Excuses are possible, that subspace doesn’t work like that, or that the weakened carrier wave will still impair Seven of Nine even if she isn’t receiving the signal within it, but the signal is worse. We could say that there are Borg vinculums all over space, and so their signals are everywhere, too. According to Memory Alpha, Seven of Nine says that the vinculum is treating her as a misbehaving drone and is concentrating its effort on her. I’m willing to argue that if they do leave it behind in space, then it will adapt by growing its own warp drive and following Voyager. I know it’s silly.
Memory Alpha indicates that Torres manages to discharge the vinculum’s battery, so that it turns off, and then Tuvok completes the rescue of Seven in the mind meld. Tuvok was not getting anywhere before that. Voyager then discards the vinculum in space, and conceivably, the Species 6339 people collect it and turn it back on. But it’s lost interest in Seven? Or perhaps Voyager has indeed stopped one more effective defence against the Borg?
Memory Alpha also quotes Jeri Ryan saying that being given all those alien characters to act was more like hard work than fun, and she had to study real Klingons and Ferengi in a hurry. I agree that she met the challenge well.
I actually disagree with the summation that this episode does nothing but give Ryan an excuse to act different parts. It continues the unofficial season 5 theme of mental health, for one. It also better fulfills the promise of “Raven” in dealing with 7’s repressed memories. This is what I expected to happen in that episode.
I think it would have been a huge oversight to not, in some way, deal with any sense of moral repercussion for 7, even if it takes a doohickey to cause it. I almost wish there had been to technological cause, at all.

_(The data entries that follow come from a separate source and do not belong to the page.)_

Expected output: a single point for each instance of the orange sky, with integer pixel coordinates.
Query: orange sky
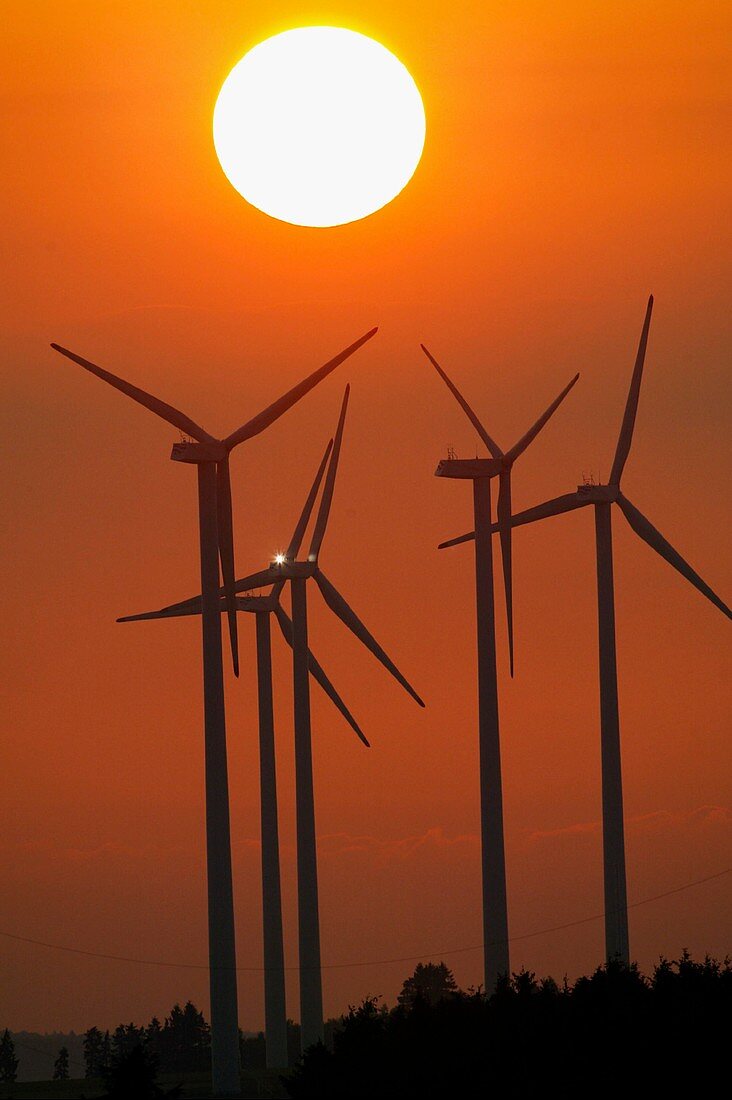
(575, 162)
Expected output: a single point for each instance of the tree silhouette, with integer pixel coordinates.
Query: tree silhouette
(61, 1066)
(97, 1052)
(430, 982)
(614, 1031)
(133, 1073)
(185, 1042)
(8, 1059)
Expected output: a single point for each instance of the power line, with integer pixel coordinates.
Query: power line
(340, 966)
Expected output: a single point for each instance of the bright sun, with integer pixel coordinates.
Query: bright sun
(319, 125)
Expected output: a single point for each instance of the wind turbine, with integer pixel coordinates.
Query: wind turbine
(480, 472)
(297, 573)
(216, 541)
(602, 497)
(263, 607)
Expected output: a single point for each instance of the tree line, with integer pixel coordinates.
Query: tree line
(613, 1032)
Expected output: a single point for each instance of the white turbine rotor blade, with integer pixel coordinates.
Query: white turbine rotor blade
(339, 607)
(273, 411)
(645, 529)
(317, 673)
(160, 408)
(534, 430)
(490, 443)
(326, 501)
(296, 540)
(625, 437)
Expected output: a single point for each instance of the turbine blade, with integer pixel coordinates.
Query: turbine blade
(317, 673)
(456, 541)
(657, 542)
(490, 443)
(259, 580)
(504, 531)
(225, 518)
(534, 430)
(326, 501)
(273, 411)
(174, 612)
(555, 507)
(296, 540)
(625, 437)
(339, 607)
(165, 411)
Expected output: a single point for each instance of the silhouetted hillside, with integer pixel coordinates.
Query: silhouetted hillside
(615, 1030)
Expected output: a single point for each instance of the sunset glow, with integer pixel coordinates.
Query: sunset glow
(319, 127)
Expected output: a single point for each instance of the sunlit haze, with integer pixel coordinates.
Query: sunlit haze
(319, 125)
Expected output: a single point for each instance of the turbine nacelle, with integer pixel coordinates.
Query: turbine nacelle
(292, 570)
(468, 469)
(187, 451)
(598, 494)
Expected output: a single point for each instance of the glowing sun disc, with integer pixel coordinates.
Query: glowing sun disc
(319, 125)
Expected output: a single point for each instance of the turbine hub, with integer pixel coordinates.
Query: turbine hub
(198, 452)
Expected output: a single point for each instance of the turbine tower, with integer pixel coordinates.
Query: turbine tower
(297, 573)
(263, 607)
(480, 472)
(216, 542)
(602, 497)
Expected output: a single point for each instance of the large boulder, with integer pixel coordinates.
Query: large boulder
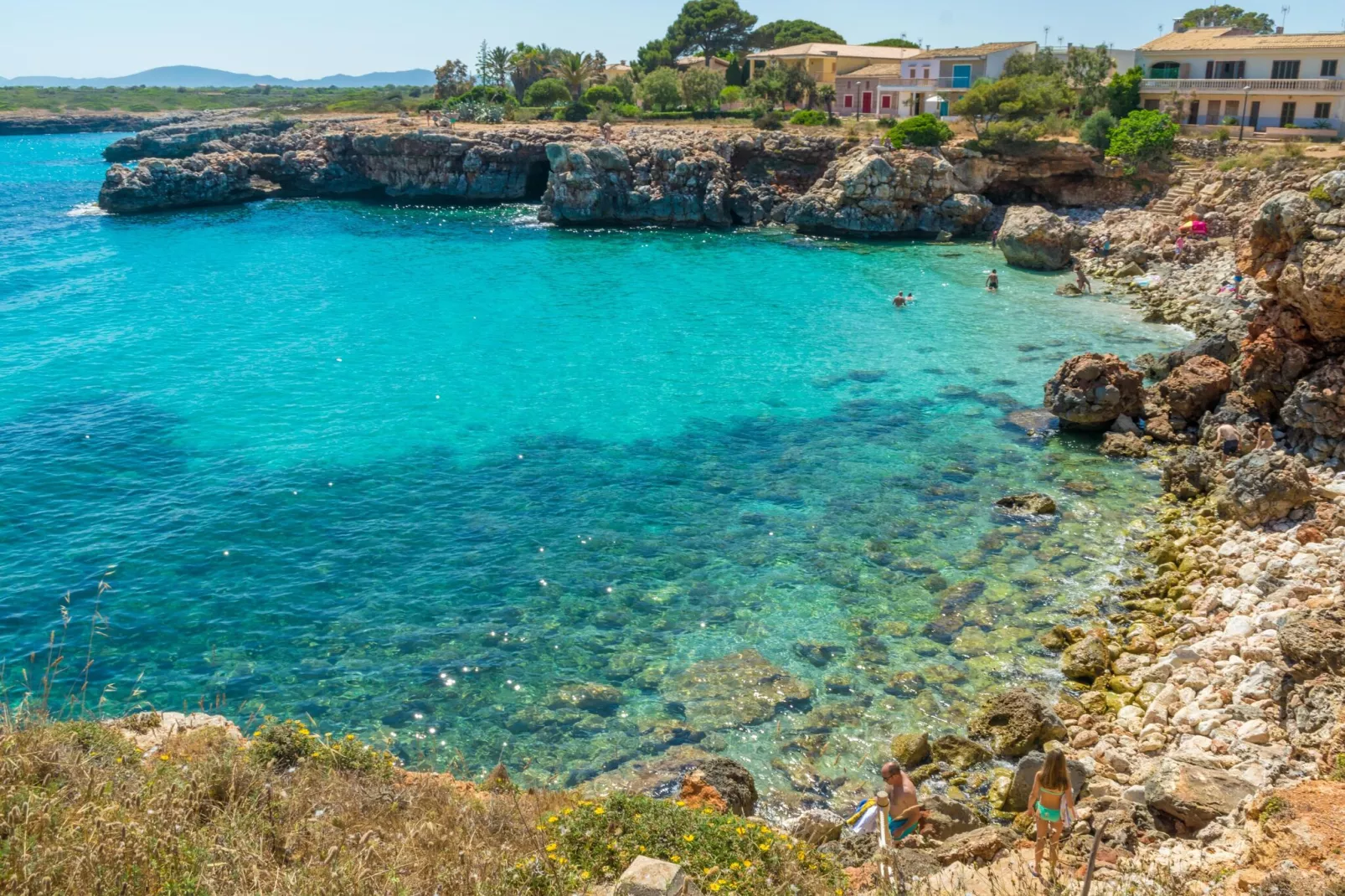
(734, 690)
(1025, 772)
(1085, 660)
(1032, 237)
(1016, 723)
(1193, 794)
(1314, 643)
(1194, 386)
(1092, 390)
(721, 785)
(1317, 403)
(1192, 472)
(1263, 486)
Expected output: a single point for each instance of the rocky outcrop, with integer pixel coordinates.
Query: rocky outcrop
(1193, 794)
(1092, 390)
(337, 159)
(884, 193)
(178, 140)
(1016, 723)
(1032, 237)
(1263, 486)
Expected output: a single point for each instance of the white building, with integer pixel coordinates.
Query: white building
(1231, 75)
(928, 81)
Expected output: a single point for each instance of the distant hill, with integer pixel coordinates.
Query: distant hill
(198, 77)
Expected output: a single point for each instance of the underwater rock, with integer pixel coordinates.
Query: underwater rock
(958, 752)
(1263, 486)
(818, 654)
(911, 749)
(1092, 390)
(739, 689)
(1032, 503)
(590, 698)
(1085, 660)
(1016, 723)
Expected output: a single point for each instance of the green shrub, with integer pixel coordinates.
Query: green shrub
(920, 131)
(810, 117)
(546, 92)
(288, 744)
(1096, 130)
(603, 93)
(1145, 135)
(721, 853)
(577, 112)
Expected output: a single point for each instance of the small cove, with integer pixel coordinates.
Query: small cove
(461, 461)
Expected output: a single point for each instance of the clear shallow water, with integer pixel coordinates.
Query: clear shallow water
(327, 454)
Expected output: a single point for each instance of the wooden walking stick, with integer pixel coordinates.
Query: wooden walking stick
(1092, 857)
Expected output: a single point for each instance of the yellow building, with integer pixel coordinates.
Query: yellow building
(825, 62)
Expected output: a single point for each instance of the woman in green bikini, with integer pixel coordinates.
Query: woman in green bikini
(1054, 803)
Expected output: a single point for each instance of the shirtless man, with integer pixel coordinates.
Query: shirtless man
(904, 807)
(1229, 440)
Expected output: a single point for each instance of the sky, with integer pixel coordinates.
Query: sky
(311, 39)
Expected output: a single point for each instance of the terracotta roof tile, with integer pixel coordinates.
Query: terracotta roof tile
(1242, 39)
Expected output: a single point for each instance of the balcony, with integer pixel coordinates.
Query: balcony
(925, 84)
(1236, 85)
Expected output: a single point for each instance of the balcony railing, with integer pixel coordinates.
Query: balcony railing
(925, 84)
(1236, 85)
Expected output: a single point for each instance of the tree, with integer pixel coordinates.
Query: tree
(659, 89)
(1085, 70)
(1023, 97)
(1096, 131)
(701, 88)
(826, 95)
(787, 33)
(451, 80)
(546, 92)
(894, 42)
(1143, 135)
(498, 64)
(1043, 62)
(920, 131)
(1229, 17)
(576, 70)
(1123, 92)
(710, 26)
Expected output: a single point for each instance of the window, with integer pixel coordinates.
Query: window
(1283, 69)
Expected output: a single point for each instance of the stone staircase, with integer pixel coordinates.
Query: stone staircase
(1181, 193)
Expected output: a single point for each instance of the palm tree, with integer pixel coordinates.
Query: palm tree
(575, 70)
(498, 64)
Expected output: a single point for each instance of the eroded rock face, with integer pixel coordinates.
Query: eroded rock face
(1314, 643)
(1032, 237)
(1016, 723)
(739, 689)
(1092, 390)
(884, 193)
(1193, 794)
(1317, 403)
(1263, 486)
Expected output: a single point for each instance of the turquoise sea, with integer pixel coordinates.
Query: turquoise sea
(416, 472)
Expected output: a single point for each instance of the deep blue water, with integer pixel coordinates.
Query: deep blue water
(412, 470)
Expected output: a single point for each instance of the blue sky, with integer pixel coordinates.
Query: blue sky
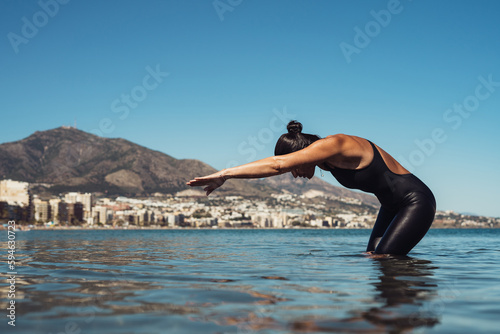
(217, 80)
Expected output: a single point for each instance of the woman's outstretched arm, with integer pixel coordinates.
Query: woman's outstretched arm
(316, 153)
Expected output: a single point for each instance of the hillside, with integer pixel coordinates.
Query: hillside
(67, 159)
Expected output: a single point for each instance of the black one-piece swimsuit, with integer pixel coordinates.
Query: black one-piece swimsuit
(407, 205)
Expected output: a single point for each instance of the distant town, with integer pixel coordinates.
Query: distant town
(191, 209)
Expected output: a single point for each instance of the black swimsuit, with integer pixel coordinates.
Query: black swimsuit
(407, 205)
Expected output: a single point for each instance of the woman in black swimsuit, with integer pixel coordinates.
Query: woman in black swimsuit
(407, 204)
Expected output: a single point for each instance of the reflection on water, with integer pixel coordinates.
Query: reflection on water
(214, 282)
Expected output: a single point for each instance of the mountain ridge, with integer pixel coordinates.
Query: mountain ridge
(68, 159)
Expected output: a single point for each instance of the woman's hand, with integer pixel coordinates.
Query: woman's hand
(211, 182)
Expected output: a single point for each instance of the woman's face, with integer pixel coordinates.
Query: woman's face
(304, 171)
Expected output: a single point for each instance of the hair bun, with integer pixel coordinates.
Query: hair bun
(294, 127)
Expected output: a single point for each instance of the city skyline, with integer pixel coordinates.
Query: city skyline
(217, 81)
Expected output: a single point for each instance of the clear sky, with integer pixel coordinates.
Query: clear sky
(218, 80)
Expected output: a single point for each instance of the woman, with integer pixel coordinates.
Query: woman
(407, 204)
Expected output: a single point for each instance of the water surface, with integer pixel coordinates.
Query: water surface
(251, 281)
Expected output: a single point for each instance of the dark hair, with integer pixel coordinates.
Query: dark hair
(294, 140)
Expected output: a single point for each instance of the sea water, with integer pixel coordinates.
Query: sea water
(250, 281)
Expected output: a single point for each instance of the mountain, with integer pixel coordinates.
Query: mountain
(67, 159)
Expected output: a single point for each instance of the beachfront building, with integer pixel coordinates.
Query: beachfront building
(85, 199)
(15, 192)
(42, 210)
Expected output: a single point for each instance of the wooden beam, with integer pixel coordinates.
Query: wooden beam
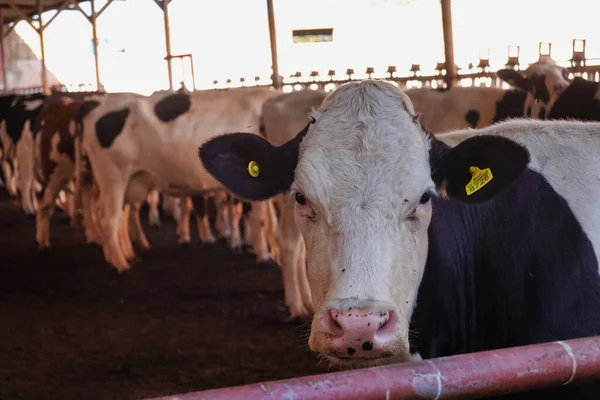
(58, 11)
(75, 4)
(108, 3)
(277, 83)
(9, 29)
(99, 85)
(164, 5)
(22, 15)
(40, 8)
(448, 42)
(2, 53)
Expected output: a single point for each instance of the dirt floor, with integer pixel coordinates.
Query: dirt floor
(181, 320)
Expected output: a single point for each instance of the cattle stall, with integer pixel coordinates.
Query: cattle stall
(192, 319)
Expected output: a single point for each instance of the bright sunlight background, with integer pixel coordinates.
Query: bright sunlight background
(230, 39)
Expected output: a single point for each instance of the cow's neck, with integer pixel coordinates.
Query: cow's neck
(496, 270)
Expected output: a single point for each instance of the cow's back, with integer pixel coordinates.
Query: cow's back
(458, 107)
(285, 115)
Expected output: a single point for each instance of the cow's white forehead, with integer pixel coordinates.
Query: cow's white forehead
(364, 150)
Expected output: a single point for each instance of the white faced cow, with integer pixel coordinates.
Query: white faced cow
(283, 117)
(475, 240)
(141, 145)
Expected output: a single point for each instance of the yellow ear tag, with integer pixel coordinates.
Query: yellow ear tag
(253, 169)
(479, 178)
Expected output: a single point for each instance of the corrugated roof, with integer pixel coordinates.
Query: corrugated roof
(30, 8)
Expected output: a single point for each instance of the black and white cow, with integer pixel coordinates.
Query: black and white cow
(580, 101)
(535, 91)
(139, 145)
(473, 240)
(17, 118)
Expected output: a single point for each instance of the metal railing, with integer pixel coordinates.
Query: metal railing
(474, 375)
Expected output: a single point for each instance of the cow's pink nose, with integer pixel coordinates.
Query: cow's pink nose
(360, 333)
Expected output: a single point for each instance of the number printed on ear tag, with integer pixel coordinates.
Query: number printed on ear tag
(253, 169)
(479, 178)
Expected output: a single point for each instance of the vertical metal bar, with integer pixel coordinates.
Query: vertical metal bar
(93, 20)
(192, 68)
(448, 42)
(2, 53)
(165, 8)
(40, 30)
(273, 39)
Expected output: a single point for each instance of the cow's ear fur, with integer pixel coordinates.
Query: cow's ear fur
(514, 78)
(250, 166)
(478, 168)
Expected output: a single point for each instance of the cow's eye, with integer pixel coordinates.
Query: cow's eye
(300, 199)
(425, 198)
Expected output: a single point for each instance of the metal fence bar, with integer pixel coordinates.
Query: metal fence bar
(464, 376)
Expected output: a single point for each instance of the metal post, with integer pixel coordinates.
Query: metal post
(448, 42)
(40, 8)
(2, 53)
(165, 8)
(473, 375)
(93, 19)
(273, 39)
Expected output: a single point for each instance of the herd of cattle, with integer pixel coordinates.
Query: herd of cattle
(345, 206)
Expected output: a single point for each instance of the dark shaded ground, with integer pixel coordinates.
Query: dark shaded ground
(181, 320)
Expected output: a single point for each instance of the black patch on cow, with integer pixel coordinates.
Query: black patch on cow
(172, 107)
(505, 158)
(85, 108)
(516, 270)
(16, 115)
(227, 158)
(542, 114)
(246, 207)
(514, 78)
(110, 126)
(510, 105)
(578, 102)
(540, 91)
(472, 117)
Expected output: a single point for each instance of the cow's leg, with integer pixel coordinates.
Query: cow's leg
(153, 214)
(9, 178)
(90, 218)
(44, 214)
(201, 211)
(288, 237)
(27, 196)
(71, 205)
(183, 226)
(124, 240)
(137, 231)
(235, 213)
(222, 222)
(112, 193)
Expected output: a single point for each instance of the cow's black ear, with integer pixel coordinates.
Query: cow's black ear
(480, 167)
(250, 166)
(514, 78)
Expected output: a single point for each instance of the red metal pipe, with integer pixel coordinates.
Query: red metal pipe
(464, 376)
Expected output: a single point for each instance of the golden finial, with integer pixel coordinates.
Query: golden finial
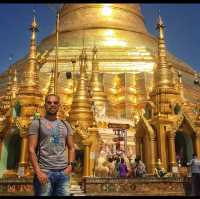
(51, 89)
(34, 25)
(160, 27)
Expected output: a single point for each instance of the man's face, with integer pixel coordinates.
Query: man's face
(52, 105)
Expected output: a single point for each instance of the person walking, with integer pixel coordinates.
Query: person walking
(195, 169)
(48, 139)
(123, 168)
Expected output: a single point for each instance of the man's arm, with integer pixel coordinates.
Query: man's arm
(71, 152)
(32, 144)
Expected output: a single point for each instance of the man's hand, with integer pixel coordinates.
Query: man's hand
(68, 170)
(42, 177)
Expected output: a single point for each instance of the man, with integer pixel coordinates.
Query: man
(50, 137)
(195, 169)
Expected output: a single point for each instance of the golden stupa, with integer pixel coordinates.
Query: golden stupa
(112, 59)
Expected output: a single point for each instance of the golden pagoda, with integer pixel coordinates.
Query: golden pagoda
(125, 76)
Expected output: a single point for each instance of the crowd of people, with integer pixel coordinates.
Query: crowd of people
(118, 165)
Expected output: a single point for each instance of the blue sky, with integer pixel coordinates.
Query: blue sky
(182, 29)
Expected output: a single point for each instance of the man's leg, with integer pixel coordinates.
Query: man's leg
(62, 184)
(194, 184)
(41, 190)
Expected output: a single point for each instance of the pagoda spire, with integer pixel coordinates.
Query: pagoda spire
(51, 89)
(14, 87)
(164, 88)
(30, 81)
(97, 89)
(81, 109)
(7, 98)
(163, 72)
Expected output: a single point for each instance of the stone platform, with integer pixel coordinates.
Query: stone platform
(16, 187)
(148, 186)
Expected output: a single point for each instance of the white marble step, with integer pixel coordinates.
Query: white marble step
(76, 190)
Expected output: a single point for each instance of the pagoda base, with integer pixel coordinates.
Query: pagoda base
(148, 186)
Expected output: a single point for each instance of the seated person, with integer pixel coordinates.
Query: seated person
(139, 168)
(160, 172)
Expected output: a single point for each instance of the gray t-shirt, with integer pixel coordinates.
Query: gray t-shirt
(52, 142)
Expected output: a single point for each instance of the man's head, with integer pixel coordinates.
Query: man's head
(52, 104)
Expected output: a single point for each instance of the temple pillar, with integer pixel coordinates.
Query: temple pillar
(197, 145)
(153, 154)
(86, 160)
(24, 157)
(137, 145)
(162, 147)
(172, 152)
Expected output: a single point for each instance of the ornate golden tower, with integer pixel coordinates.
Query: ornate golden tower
(29, 95)
(96, 88)
(81, 108)
(51, 89)
(7, 98)
(165, 119)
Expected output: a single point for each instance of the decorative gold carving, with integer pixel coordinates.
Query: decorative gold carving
(146, 187)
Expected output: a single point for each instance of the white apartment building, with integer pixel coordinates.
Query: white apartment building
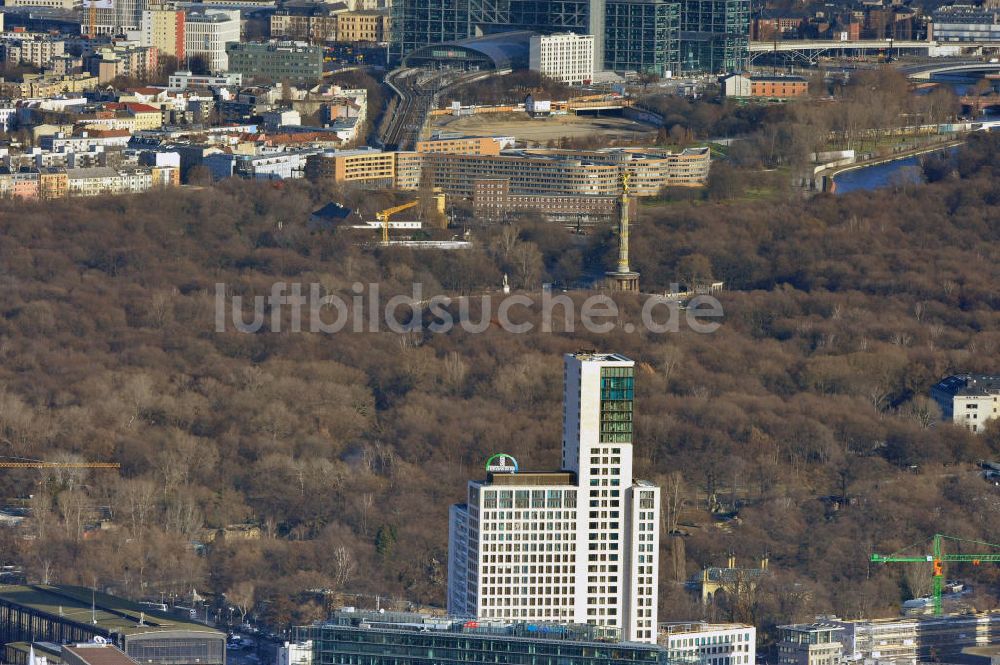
(185, 80)
(206, 33)
(98, 180)
(566, 57)
(970, 400)
(879, 641)
(295, 653)
(710, 644)
(579, 545)
(33, 50)
(810, 644)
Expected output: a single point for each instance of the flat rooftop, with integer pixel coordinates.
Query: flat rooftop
(595, 357)
(424, 623)
(109, 613)
(99, 654)
(529, 478)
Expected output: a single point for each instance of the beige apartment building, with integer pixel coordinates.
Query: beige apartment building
(364, 26)
(37, 51)
(51, 4)
(810, 644)
(592, 173)
(463, 145)
(368, 166)
(317, 24)
(163, 27)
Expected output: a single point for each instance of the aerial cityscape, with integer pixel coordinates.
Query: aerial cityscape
(512, 332)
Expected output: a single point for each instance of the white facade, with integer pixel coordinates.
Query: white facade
(711, 644)
(580, 545)
(206, 33)
(185, 80)
(7, 117)
(969, 400)
(295, 653)
(736, 85)
(565, 57)
(880, 642)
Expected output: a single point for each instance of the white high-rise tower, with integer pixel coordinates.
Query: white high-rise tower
(578, 545)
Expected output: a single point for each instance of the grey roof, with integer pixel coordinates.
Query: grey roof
(507, 50)
(92, 172)
(970, 385)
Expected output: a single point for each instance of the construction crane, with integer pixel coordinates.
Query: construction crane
(384, 215)
(938, 557)
(25, 463)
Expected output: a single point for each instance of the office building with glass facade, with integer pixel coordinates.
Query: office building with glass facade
(396, 638)
(579, 545)
(715, 36)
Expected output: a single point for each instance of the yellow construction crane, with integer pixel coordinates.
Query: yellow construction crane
(24, 463)
(384, 215)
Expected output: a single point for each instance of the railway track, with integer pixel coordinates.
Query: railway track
(418, 91)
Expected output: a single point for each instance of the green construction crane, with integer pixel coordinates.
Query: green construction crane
(938, 557)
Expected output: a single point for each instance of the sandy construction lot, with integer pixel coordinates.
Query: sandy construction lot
(542, 130)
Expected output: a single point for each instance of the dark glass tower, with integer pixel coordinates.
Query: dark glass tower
(642, 36)
(715, 36)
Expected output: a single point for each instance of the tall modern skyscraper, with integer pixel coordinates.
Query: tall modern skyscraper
(715, 35)
(579, 545)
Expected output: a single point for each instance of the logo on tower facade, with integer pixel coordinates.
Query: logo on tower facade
(501, 463)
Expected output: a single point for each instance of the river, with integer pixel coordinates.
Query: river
(882, 175)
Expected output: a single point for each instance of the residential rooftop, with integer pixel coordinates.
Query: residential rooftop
(970, 385)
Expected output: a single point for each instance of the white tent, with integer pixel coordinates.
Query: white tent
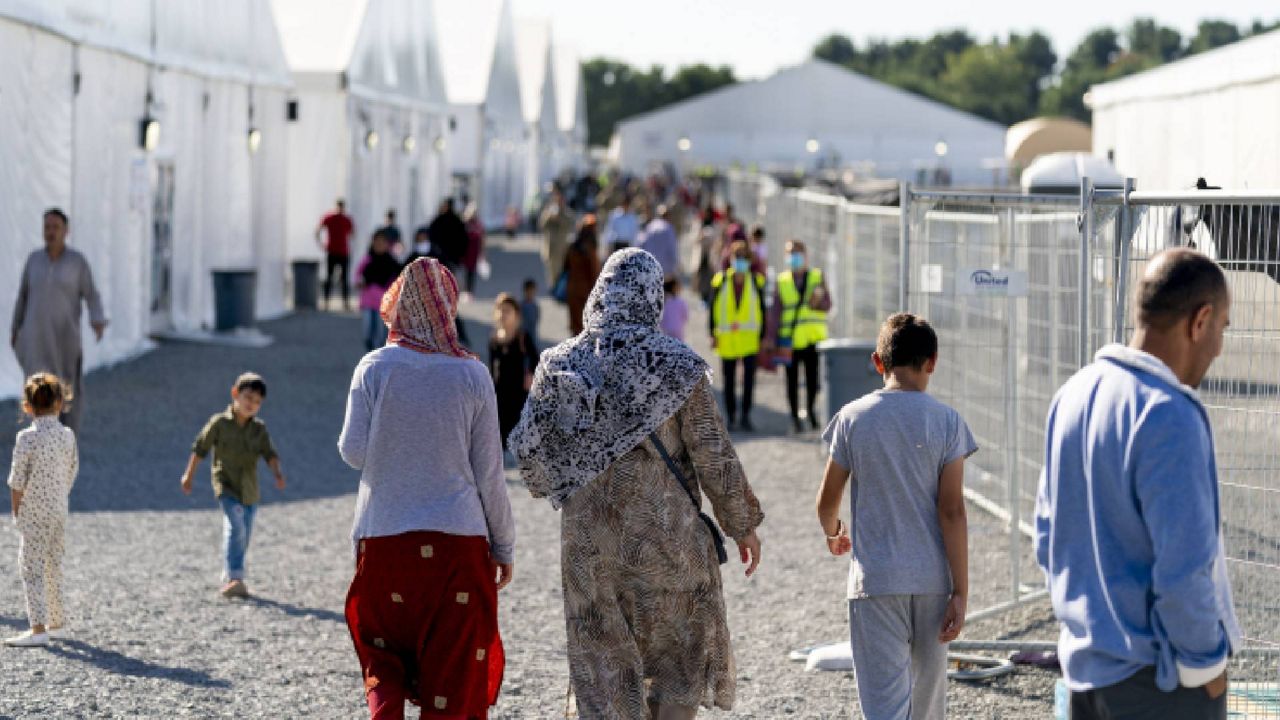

I also think the episode advances her continued development in terms of expressing gratitude, something she has been admonished for not doing in the past.
Also, I was surprised there wasn’t a “No sex, please, we’re Star Fleet” entry for the attempted Klingon seduction. I hate to think about the number of slash fictions that scene launched.
All in all, I found it an enthralling episode, well acted and well directed — and they even nailed the sentimental ending.